Yıl 1882. Rusya'dan pogromlarla kovulmuş vatansız ve yetim bir Yahudi olan Ilya Brodsky ablası Olga'yla Avrupa'yı katetmektedir. Viyana'da yolları edebiyat dünyasında kendini yeni yeni göstermeye başlayan bir genç olan Theodor Herzl'le kesişir. Birkaç yıl sonra geleceğin İsrail Devleti'nin hayalini kuracak olan bu adamla olan bir anlık karşılaşma Ilya'nın hayatını değiştirecektir.
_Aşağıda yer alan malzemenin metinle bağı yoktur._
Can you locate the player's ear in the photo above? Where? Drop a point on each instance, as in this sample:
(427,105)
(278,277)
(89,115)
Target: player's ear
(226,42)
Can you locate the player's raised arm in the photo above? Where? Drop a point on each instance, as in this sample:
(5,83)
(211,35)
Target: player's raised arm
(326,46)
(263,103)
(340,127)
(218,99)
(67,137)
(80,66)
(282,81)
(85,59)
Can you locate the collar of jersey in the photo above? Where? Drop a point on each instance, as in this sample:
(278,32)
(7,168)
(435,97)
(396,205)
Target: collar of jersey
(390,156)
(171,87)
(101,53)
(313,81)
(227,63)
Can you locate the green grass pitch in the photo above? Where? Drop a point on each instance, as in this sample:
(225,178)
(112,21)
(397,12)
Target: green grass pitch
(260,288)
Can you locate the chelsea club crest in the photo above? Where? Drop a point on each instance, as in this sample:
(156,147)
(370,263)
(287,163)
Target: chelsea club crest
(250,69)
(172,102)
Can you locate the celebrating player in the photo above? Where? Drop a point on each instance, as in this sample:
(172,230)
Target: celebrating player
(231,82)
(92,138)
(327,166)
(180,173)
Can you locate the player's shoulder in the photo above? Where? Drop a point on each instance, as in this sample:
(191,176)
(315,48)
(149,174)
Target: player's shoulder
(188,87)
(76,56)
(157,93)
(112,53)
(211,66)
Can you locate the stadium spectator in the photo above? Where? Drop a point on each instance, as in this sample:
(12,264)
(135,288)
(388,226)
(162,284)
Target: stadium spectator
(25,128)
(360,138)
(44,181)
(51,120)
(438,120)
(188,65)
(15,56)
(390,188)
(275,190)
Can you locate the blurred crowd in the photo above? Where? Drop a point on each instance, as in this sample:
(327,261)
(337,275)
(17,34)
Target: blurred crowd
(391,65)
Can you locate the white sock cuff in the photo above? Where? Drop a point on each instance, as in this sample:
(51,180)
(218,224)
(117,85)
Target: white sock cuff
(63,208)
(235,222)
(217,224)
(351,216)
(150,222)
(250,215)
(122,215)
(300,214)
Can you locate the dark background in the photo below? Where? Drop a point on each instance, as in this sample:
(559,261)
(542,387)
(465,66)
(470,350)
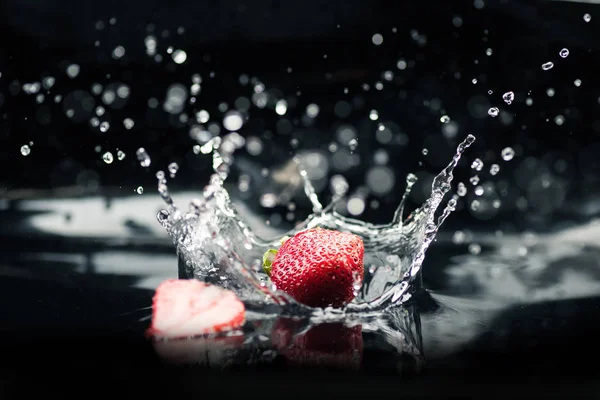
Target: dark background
(263,39)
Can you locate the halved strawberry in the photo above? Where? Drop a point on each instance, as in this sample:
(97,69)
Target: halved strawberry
(318,267)
(325,345)
(189,307)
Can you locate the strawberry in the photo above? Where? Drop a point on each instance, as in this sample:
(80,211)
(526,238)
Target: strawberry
(189,307)
(318,267)
(325,345)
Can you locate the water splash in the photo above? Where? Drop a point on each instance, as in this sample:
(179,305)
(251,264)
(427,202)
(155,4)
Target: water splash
(215,245)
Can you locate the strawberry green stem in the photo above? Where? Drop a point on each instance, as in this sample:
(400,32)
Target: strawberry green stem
(268,258)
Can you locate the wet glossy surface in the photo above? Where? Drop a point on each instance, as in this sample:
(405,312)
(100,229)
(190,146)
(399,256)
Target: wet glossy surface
(86,299)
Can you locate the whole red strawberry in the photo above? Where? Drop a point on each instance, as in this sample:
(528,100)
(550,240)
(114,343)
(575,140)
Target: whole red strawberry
(318,267)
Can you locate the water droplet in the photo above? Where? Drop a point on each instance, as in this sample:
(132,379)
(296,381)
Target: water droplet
(73,70)
(173,168)
(559,120)
(377,39)
(547,66)
(281,107)
(474,249)
(233,121)
(493,111)
(143,157)
(162,217)
(179,56)
(507,154)
(508,97)
(128,123)
(202,116)
(312,110)
(477,164)
(118,52)
(108,157)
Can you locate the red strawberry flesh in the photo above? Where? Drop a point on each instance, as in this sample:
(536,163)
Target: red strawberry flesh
(187,308)
(319,267)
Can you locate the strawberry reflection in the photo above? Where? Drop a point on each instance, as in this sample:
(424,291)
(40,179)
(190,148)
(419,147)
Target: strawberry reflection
(331,345)
(214,352)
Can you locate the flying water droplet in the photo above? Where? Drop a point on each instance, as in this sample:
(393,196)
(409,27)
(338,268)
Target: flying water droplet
(179,56)
(493,111)
(477,164)
(128,123)
(508,97)
(108,157)
(163,217)
(494,169)
(507,154)
(173,168)
(143,157)
(547,66)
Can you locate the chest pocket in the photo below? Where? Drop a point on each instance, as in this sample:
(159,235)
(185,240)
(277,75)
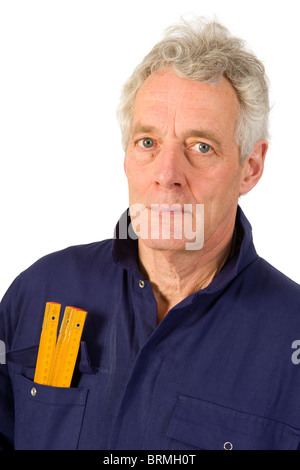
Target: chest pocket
(197,424)
(47,417)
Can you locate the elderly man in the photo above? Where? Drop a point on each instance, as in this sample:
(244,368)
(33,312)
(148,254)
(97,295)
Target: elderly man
(191,338)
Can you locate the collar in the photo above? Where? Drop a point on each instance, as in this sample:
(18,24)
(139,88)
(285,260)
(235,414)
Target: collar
(125,250)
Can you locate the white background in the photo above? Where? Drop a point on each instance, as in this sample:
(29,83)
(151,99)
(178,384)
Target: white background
(62,65)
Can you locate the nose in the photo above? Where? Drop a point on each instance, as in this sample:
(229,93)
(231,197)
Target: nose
(169,167)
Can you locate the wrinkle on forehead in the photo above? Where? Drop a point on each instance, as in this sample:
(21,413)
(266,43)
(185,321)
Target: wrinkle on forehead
(173,104)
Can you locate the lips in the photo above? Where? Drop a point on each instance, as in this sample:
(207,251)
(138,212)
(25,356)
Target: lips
(164,208)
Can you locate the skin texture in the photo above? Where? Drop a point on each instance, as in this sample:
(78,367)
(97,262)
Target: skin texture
(182,150)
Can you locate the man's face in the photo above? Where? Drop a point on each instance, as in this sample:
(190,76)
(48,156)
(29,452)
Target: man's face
(182,150)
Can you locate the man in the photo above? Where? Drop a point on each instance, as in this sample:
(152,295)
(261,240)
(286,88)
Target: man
(190,340)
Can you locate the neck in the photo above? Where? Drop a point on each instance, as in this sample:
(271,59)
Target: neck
(174,275)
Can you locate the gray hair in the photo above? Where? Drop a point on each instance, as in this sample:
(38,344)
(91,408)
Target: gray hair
(205,51)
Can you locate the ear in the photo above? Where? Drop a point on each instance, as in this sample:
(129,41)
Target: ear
(253,167)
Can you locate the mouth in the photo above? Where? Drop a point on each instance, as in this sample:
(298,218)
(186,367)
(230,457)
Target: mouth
(164,208)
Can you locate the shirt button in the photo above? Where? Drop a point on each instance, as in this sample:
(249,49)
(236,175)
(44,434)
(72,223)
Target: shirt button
(228,446)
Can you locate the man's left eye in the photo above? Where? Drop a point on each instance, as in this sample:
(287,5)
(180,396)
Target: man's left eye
(201,147)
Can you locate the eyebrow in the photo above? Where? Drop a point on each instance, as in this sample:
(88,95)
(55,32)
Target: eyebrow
(199,133)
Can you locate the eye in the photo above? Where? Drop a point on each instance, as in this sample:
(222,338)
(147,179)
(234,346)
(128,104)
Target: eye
(202,147)
(146,143)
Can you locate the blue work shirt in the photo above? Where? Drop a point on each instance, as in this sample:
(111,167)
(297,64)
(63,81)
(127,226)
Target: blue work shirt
(219,371)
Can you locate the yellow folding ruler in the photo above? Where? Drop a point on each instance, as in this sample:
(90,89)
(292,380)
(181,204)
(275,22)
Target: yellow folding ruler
(56,358)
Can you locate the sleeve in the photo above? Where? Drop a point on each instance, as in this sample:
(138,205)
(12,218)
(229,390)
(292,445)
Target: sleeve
(6,392)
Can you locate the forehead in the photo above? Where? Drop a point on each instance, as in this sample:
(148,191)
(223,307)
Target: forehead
(165,97)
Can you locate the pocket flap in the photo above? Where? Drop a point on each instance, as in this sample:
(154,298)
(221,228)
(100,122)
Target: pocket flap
(210,426)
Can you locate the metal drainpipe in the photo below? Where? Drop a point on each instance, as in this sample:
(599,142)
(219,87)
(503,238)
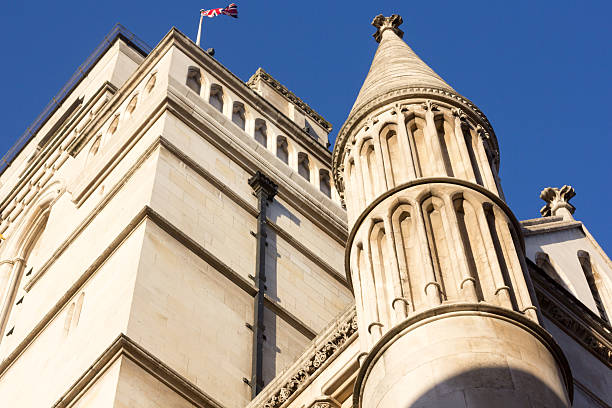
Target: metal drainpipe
(265,190)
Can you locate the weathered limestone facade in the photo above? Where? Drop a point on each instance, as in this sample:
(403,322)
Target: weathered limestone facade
(176,237)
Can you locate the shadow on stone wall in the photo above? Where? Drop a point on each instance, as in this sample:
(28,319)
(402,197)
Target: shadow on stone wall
(483,387)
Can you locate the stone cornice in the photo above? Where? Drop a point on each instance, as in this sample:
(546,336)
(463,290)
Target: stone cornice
(147,214)
(571,316)
(175,38)
(325,348)
(288,95)
(124,346)
(365,109)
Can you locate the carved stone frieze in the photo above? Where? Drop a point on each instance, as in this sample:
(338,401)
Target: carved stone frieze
(324,402)
(430,106)
(313,364)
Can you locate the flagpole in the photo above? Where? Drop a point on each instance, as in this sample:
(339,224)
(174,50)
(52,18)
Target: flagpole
(199,29)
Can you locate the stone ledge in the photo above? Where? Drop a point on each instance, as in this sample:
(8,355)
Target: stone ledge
(462,309)
(123,346)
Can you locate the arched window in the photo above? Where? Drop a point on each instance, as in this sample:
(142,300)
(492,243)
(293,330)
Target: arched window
(324,182)
(194,79)
(216,97)
(238,115)
(33,252)
(151,83)
(594,281)
(132,105)
(282,149)
(304,165)
(261,133)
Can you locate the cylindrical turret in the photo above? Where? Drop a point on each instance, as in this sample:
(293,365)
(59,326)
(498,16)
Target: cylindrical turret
(435,256)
Önce Londra'da anarşist çevrelerle yakınlaşır sonraysa Paris'te Herzl hakkında araştırma yapmaya koyulur.
Habsburg Viyanası'na tamamen entegre olmuş bu monden Yahudi neden birden bire aslında utanç duyduğu vatansız kardeşlerini savunmaya başlamıştı? Hangi hayaller hangi özel nedenler Herzl'i 'Gelecekteki Ülke' için yeni bir ulus için çalışmaya sürüklemişti? 20. yüzyılın başında yıkıma sürüklenen Avrupa'daki bu Siyonist rüya aslında nedir?
Siyonizmin Doğuşu birbirine zıt olduğu kadar tuhaf bir şekilde paralel de olan bu iki yazgı üzerinden Yahudi düşüncesinin iki tarafını karşılaştırıyor: Sürgün geleneği ve Vadedilmiş Topraklar hasreti. 21. yüzyıl Avrupası'nın kendisine sığınmak isteyenlere karşı yeni milliyetçi ve kimlikçi tutumlarla alevlendiği bir zamanda bu çizgiroman Ilya Brodsky'nin sesinden her şeyini kaybetmiş olanlar için bir ülke hayal etmeye çalışıyor.